Classification of Cardiomyopathies



Classification of Cardiomyopathies: Introduction





Cardiomyopathies are an important and heterogeneous group of diseases for which an understanding in both the public and medical community has historically been impaired by confusion surrounding definitions and nomenclature. Classification schemes, of which there have been many,1-8 are useful in defining and drawing relationships or distinctions between these complex diseases for the purpose of promoting greater clarity. Indeed, the precise language of these diseases is profoundly important.

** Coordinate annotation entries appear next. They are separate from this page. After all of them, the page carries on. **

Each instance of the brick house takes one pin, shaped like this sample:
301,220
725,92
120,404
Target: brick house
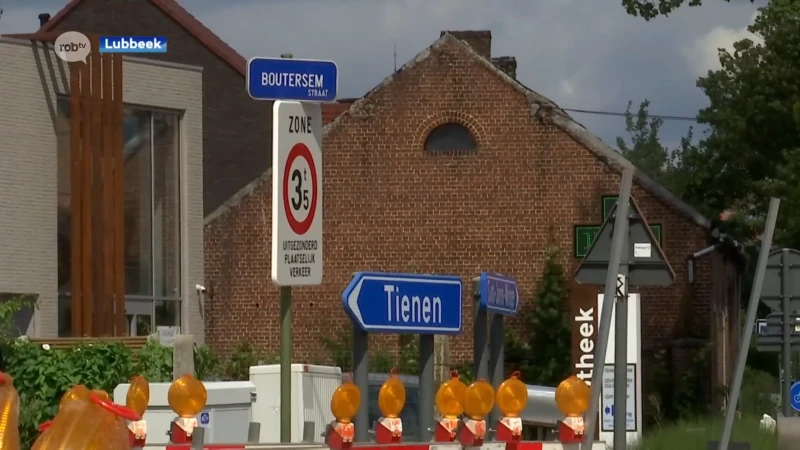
234,129
452,166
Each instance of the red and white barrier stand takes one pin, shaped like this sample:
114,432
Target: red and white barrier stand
137,433
472,432
446,430
340,435
389,430
570,430
181,430
509,430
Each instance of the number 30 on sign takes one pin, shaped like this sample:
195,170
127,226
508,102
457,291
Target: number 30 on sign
296,194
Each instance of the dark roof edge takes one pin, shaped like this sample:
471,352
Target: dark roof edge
541,107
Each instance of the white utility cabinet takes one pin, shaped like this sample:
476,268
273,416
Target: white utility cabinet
226,417
312,388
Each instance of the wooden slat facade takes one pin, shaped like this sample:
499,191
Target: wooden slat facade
97,171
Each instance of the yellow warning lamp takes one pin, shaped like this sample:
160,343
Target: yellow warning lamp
345,402
512,396
478,399
187,396
9,414
450,397
572,396
392,396
138,395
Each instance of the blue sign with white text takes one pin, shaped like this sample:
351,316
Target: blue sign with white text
795,393
133,44
292,79
404,303
499,294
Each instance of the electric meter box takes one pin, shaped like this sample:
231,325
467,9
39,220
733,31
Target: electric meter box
226,417
312,389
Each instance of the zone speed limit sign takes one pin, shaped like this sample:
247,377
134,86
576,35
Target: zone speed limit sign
296,194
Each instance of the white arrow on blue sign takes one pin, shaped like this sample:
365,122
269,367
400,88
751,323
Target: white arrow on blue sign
795,393
404,303
499,294
303,80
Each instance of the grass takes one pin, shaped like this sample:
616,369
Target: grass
696,435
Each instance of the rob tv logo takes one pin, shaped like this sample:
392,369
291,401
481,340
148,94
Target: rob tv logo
133,44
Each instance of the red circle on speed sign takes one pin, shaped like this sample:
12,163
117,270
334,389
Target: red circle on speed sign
299,150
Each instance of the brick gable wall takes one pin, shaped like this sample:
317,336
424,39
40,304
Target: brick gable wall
391,206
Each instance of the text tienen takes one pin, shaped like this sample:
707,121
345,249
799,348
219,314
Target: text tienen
414,309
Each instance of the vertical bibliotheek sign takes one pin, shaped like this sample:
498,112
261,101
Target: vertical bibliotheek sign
297,194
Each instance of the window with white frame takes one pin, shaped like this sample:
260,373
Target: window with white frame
152,218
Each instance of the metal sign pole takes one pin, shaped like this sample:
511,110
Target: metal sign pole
286,364
787,335
480,338
361,380
747,334
621,359
496,359
618,241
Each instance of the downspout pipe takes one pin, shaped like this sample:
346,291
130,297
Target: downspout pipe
699,254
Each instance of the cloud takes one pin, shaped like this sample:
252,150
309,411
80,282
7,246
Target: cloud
583,55
703,54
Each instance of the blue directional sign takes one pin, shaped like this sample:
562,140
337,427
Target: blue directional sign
292,79
404,303
795,393
499,294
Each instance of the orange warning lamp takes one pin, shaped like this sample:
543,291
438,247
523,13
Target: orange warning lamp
77,392
450,397
187,396
138,395
101,394
478,399
345,402
572,398
392,396
391,400
512,396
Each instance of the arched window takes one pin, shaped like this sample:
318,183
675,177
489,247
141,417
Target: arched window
450,137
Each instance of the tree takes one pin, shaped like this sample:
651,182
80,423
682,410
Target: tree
649,9
547,361
647,153
750,150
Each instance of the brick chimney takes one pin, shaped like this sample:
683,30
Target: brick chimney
479,40
507,64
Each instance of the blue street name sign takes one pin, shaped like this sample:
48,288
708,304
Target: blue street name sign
404,303
292,79
499,294
795,393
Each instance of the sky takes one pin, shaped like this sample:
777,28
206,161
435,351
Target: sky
587,55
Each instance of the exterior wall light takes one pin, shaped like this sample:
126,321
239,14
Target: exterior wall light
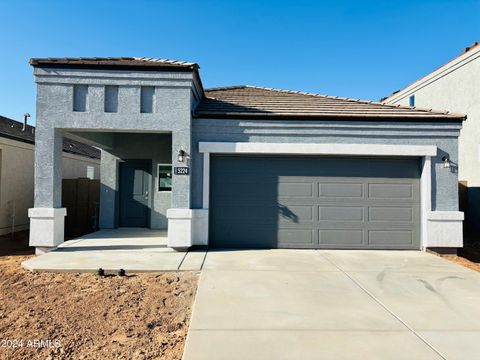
181,156
446,162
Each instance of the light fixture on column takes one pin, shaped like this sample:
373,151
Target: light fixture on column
181,156
446,162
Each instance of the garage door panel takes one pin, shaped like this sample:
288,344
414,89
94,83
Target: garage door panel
389,214
341,237
340,213
341,190
298,189
296,236
295,214
390,237
390,190
312,202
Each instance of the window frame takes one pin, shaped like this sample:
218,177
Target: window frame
142,97
77,86
105,98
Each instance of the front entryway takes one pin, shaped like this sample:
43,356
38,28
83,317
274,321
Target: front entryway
315,202
135,192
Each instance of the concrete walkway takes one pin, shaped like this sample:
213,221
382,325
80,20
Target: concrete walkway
131,249
303,304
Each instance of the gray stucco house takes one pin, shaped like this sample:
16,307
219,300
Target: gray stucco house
244,166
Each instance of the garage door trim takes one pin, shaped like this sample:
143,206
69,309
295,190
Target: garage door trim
423,151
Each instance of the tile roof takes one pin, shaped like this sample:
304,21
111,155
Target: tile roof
14,130
115,62
258,102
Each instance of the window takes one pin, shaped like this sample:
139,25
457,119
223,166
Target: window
146,99
164,177
111,99
91,172
412,100
80,93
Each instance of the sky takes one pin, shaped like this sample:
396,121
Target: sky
357,49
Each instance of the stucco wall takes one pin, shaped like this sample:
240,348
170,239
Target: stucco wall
16,180
158,148
443,135
172,114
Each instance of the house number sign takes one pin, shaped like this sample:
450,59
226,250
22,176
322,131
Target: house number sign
178,170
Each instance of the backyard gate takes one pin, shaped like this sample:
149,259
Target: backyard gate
81,198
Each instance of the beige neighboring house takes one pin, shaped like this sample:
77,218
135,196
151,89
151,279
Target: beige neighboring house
17,145
455,86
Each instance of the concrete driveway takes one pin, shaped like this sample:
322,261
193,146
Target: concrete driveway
305,304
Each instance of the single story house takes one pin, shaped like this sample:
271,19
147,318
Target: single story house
244,166
17,147
455,86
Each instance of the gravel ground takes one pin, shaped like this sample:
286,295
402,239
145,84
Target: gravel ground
82,316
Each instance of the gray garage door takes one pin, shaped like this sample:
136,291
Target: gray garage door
311,202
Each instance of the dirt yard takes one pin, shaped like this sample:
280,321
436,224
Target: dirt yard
141,316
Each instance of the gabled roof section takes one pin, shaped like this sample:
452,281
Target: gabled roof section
12,129
240,102
468,54
119,63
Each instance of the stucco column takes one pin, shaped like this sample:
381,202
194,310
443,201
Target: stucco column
47,218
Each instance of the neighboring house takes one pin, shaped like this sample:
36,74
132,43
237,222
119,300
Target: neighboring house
455,86
17,171
244,166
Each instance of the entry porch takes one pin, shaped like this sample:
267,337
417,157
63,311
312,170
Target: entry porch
130,249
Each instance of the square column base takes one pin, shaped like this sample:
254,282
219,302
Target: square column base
47,227
187,227
445,229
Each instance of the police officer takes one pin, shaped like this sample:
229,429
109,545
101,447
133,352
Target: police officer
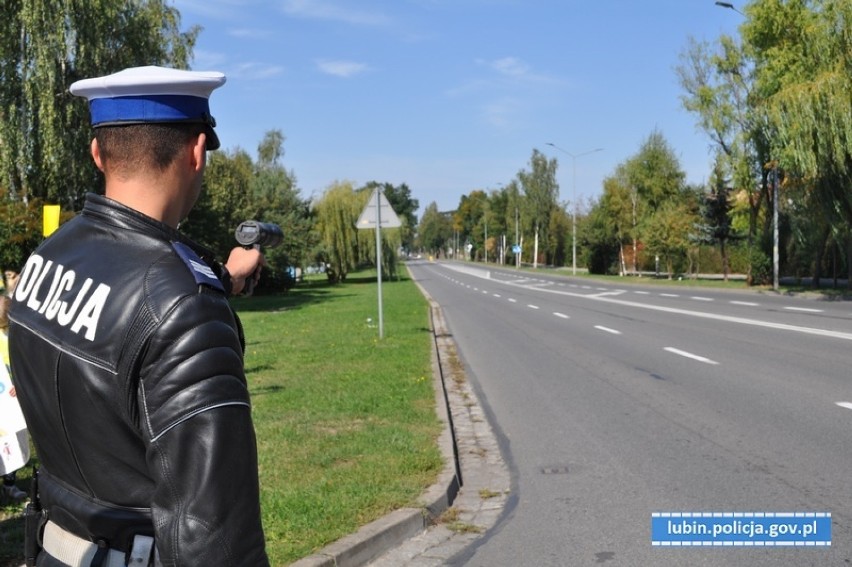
127,357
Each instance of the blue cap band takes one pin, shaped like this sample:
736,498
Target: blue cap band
150,108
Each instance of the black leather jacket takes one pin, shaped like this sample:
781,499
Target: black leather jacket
128,363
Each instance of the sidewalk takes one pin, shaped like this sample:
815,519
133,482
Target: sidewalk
468,498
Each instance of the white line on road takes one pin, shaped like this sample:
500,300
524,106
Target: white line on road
701,314
690,355
607,330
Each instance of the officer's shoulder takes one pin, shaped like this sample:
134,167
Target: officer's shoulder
201,272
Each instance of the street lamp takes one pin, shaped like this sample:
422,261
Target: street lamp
729,6
574,199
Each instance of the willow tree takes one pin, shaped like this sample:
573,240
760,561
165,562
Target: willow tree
803,68
719,86
48,44
336,214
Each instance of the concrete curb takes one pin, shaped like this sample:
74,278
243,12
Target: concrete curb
388,532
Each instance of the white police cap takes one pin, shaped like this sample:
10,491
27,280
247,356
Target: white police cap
151,94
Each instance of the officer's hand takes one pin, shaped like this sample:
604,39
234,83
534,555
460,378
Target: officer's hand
244,264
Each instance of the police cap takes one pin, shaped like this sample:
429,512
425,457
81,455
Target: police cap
142,95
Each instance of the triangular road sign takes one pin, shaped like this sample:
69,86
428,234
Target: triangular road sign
371,213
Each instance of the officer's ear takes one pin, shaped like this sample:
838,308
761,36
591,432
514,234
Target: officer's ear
96,154
199,152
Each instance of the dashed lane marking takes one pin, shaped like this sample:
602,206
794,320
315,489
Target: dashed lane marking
685,354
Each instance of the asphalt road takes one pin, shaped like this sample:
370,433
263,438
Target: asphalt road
612,403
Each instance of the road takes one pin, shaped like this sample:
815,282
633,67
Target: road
612,403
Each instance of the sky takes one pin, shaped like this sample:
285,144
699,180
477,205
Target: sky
451,96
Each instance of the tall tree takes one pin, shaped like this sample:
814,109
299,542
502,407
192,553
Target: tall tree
47,45
541,190
336,214
715,213
435,230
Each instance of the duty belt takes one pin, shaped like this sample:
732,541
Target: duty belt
78,552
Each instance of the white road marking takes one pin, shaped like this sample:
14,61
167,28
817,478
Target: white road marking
690,355
698,314
607,330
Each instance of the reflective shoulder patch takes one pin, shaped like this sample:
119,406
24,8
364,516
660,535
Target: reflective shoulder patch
202,273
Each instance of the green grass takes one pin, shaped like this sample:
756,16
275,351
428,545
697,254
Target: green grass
346,423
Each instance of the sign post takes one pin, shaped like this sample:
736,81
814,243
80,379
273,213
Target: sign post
378,213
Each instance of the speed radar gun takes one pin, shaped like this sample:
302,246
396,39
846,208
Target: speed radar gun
250,234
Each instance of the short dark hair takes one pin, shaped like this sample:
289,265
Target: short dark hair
131,148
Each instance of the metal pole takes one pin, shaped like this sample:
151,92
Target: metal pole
574,202
775,228
379,258
574,218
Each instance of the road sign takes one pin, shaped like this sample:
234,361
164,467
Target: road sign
384,211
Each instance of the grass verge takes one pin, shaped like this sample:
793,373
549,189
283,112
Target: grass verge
346,423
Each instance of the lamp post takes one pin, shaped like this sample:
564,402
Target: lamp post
574,199
729,6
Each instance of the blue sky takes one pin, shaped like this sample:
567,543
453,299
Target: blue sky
449,96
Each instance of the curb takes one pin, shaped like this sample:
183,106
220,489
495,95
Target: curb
388,532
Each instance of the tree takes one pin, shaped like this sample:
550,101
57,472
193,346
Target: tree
715,213
667,232
541,191
275,198
47,45
435,230
336,214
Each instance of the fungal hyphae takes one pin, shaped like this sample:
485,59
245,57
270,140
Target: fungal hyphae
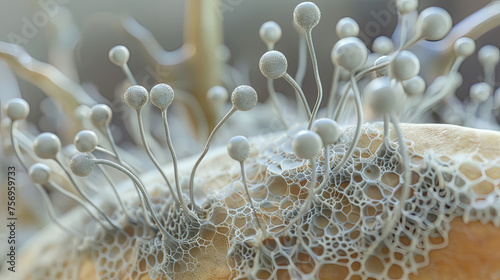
349,187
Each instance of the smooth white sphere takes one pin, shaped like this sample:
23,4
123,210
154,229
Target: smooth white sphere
46,145
307,144
101,114
136,97
405,66
350,53
119,55
86,141
434,23
39,173
406,6
480,92
307,15
380,95
383,45
82,164
238,148
273,65
385,71
464,47
244,98
347,27
328,130
414,86
16,109
162,95
270,32
488,56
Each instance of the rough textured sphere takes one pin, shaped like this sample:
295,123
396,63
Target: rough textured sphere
162,95
273,65
86,141
136,97
39,173
347,27
307,15
434,23
244,98
82,164
16,109
238,148
46,145
270,32
349,53
307,144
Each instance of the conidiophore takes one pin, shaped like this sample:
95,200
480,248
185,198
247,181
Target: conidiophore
323,199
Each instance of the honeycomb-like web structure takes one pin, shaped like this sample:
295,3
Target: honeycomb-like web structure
352,229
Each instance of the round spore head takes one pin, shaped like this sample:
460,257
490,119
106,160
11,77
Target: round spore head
119,55
86,141
273,65
270,32
238,148
347,27
16,109
307,144
162,95
82,164
385,71
244,98
39,173
464,47
46,145
307,15
101,114
480,92
434,23
328,130
405,66
136,97
350,53
380,95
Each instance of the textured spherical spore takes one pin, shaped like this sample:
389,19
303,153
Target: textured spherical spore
273,65
244,98
82,164
46,145
162,95
307,15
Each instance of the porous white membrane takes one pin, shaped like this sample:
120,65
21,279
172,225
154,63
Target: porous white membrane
343,234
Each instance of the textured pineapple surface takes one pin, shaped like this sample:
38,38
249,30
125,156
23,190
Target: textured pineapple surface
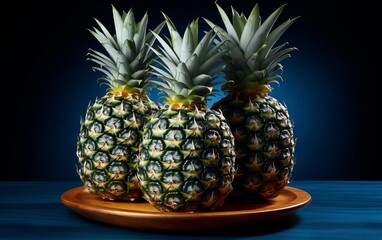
108,144
264,145
187,160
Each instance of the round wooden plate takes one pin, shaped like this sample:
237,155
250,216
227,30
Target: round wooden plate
141,215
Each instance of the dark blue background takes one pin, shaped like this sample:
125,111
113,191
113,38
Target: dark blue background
329,84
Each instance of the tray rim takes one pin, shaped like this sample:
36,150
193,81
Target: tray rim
149,219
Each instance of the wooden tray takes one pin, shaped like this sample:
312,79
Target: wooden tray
141,215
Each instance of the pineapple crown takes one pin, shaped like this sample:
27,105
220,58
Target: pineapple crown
126,65
187,68
252,60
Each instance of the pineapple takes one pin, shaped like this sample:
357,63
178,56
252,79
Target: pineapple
109,136
187,156
264,141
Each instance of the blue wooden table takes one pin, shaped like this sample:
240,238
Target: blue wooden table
338,210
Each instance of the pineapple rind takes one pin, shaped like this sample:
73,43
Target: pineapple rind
107,146
264,146
195,173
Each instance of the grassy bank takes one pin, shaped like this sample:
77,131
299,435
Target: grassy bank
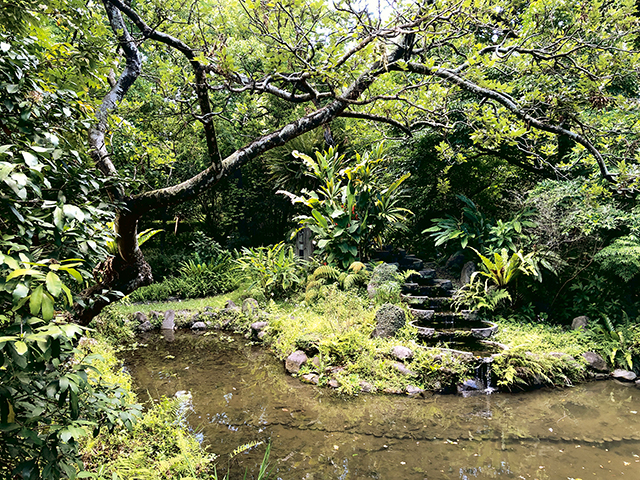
335,333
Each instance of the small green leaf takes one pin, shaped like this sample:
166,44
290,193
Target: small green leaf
47,307
35,301
21,347
54,284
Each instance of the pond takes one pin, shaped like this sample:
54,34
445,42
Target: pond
240,393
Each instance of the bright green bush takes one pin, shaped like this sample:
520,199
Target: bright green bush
275,269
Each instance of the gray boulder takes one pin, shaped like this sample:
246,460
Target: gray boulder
231,307
402,353
169,321
413,390
366,387
311,378
295,361
145,326
140,318
250,307
455,262
401,367
389,319
595,362
623,375
467,271
257,329
580,323
383,273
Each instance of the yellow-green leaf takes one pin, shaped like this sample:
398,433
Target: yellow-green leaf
35,302
54,285
21,347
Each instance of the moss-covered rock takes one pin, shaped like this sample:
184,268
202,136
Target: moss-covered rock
389,319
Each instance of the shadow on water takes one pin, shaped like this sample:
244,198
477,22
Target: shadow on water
241,393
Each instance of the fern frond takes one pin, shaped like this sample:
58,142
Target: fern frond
356,267
326,271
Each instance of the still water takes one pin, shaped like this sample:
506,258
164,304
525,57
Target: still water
240,393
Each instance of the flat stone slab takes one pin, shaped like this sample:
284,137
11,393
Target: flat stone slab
595,362
400,367
421,314
624,375
295,361
169,321
402,353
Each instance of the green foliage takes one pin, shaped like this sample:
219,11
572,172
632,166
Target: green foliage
518,368
621,258
619,344
48,402
275,269
355,208
201,282
157,447
142,237
505,268
478,231
481,297
355,276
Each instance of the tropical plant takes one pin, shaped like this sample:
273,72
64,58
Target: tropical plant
275,269
47,402
356,275
480,296
505,267
621,258
619,344
142,238
479,231
354,209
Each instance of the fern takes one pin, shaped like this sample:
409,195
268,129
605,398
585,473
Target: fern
622,257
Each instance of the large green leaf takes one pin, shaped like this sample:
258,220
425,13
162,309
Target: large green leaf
54,284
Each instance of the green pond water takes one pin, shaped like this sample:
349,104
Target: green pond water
241,393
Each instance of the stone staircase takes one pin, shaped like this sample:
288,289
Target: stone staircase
430,300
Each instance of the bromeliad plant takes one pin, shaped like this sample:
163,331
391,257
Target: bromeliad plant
475,229
505,268
275,269
354,209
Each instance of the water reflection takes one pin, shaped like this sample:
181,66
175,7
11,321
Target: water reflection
240,393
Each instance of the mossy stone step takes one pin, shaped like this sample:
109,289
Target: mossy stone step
438,304
438,287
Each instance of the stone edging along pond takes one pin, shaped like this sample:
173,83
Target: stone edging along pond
446,374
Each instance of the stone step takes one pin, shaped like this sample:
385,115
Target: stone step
423,277
410,263
445,319
438,304
438,288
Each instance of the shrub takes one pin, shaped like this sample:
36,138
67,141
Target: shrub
275,269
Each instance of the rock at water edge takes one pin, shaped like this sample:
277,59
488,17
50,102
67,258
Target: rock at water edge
389,319
624,375
402,353
467,270
595,362
250,307
140,318
580,323
169,321
295,361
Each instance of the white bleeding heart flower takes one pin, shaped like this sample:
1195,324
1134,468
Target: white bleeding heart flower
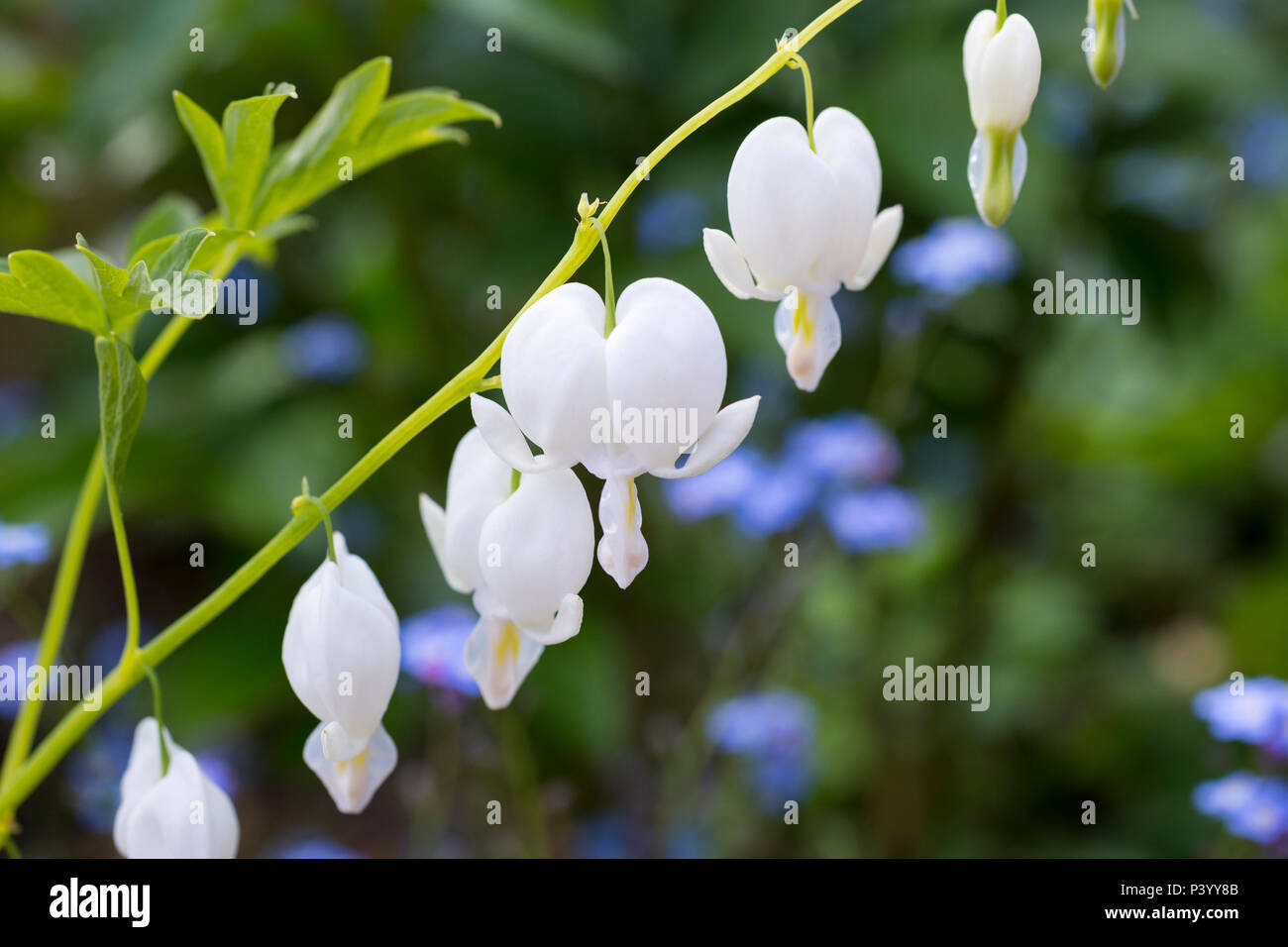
804,223
176,814
342,652
353,783
524,553
1107,42
1003,64
621,405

However, many classifications in the literature are to some degree contradictory in design, and indeed none of the proposed schemes can be regarded as ideal (including the most recent and contemporary one presented here). The dilemma is caused by the heterogeneity in the presentation of this diverse group of diseases. A previous prominent classification of cardiomyopathies (1995) was represented in a very brief document under the auspices of the World Health Organization (WHO).1 However, with the identification of new diseases over the past decade, and dramatic advances in cardiovascular diagnosis and knowledge regarding etiology, some disease definitions have become outdated and the WHO classification rendered essentially obsolete. Indeed, the past several years has witnessed a rapid evolution in the molecular genetics of cardiology.9-14 In particular, ion-channelopathies have emerged as conditions predisposing to potentially lethal ventricular tachyarrhythmias, caused by mutations in proteins leading to dysfunctional sodium, potassium, calcium, and other ion channels.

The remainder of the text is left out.